The governor, wearing a helmet and leather vest, waved to people as he led more than 100 other motorcyclists on an annual ride to raise money to help Indiana National Guardsmen and families who’ve fallen on hard times. Before they left from Monument Circle, Pence spoke to the crowd.
“Thanks for supporting our troops when they are abroad and at home,” he said. A change of clothes and a few hours later, the governor was at home in front of a thousand lawmakers and business leaders at an ALEC meeting, telling them America has a choice. “It is the path of less government, less regulation, more jobs more opportunity,” he side as the crowd applauded. Running for vice president, and stumping for his boss, GOP presidential candidate Donald Trump and now President Elect, Pence preached what he called strong common sense, conservative government. “We both know and believe that what ails this country will come as much from our state capitals as it ever comes from our nation’s capital,” he said to more applause. Pence touted improvements in Indiana’s economy, health care and schools as examples for the nation. “It is about improving people’s lives,” he said.

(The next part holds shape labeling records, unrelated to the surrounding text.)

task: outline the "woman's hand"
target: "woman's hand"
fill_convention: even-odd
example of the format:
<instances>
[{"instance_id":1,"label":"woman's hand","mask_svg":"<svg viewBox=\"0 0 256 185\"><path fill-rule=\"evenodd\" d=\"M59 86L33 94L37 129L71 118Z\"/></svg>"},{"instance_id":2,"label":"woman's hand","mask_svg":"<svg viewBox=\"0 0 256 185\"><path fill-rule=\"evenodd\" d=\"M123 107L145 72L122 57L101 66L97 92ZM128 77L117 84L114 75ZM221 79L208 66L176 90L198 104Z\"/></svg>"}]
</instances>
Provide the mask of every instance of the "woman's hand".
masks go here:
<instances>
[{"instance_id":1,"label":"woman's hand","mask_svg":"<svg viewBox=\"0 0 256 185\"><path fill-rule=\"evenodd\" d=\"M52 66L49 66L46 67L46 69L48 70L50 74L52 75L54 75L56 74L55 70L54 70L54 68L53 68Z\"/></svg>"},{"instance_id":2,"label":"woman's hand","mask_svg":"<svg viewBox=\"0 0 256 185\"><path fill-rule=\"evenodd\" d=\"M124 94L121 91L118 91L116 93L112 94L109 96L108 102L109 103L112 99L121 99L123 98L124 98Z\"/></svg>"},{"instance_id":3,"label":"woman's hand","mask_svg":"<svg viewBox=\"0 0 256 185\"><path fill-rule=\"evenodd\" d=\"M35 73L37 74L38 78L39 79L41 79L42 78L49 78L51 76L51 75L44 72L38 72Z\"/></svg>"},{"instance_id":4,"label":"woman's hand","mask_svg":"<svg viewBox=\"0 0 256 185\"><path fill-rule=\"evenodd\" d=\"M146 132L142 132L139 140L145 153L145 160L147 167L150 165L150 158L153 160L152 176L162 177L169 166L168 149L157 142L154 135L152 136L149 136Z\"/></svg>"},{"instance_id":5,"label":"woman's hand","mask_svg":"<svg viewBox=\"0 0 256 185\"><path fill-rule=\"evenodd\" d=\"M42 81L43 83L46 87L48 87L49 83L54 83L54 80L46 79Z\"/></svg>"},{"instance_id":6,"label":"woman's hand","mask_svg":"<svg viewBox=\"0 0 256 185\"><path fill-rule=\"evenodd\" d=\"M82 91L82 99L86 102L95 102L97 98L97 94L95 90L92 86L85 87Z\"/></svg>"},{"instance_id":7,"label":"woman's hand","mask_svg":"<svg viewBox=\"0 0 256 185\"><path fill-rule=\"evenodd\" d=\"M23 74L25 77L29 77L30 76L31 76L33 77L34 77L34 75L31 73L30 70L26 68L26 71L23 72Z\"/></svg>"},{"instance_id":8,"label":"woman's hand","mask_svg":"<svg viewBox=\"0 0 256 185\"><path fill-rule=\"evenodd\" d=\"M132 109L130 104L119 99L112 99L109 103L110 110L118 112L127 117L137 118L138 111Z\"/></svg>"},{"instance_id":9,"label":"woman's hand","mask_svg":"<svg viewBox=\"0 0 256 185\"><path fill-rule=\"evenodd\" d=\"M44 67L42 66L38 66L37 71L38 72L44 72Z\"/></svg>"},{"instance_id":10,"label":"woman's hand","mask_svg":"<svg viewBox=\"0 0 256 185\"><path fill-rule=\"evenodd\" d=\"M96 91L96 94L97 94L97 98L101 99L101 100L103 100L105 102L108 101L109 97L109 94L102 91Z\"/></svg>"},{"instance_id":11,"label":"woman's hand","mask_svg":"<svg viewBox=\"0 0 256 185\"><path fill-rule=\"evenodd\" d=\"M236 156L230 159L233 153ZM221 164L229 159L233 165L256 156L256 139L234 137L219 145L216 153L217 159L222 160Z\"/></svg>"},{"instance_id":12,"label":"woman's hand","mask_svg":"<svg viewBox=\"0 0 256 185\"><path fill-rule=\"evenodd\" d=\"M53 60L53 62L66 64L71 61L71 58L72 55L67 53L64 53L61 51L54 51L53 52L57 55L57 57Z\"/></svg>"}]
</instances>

Pence was preaching to a choir, roughly 1,000 staunch, conservative state legislators, businessmen and other’s attending the American Legislative Exchange Council’s annual convention. Their biggest applause came when Pence raised the importance of protecting the constitution, sanctity of life and Second Amendment, “… and all of our God-given liberties we must ensure the next president making appointments to the Supreme Court of the United States is President Donald Trump.” ABATE ride: Pence began the ABATE ride on Friday July 29, with a tribute to a fallen officer in San Diego. “Another police officer has fallen in the line of duty. Let me express my sympathies and the assurance of the prayers of the people of Indiana,” said Pence, who was on Monument Circle to kick off the Annual Governor’s Motorcycle Ride. The event benefits the Indiana National Guard Relief Fund. “It would be just a few days ago here in our own capital city that an IMPD officer was injured in the line of duty. The truth of the matter is, this is a very challenging in the life of law enforcement in this country. So as your governor and as a neighbor and as a friend, would you join me in thanking all those who stand on the thin blue line of law enforcement and make sure they know we appreciate them?” He also spoke out his record helping Indiana veterans, saying Indiana had doubled the budget for Veterans Affairs over the last four years. He also said Indiana has the second-lowest unemployment rate for veterans in the country. “Today we make one more installment in a debt we can never fully repay,” he said.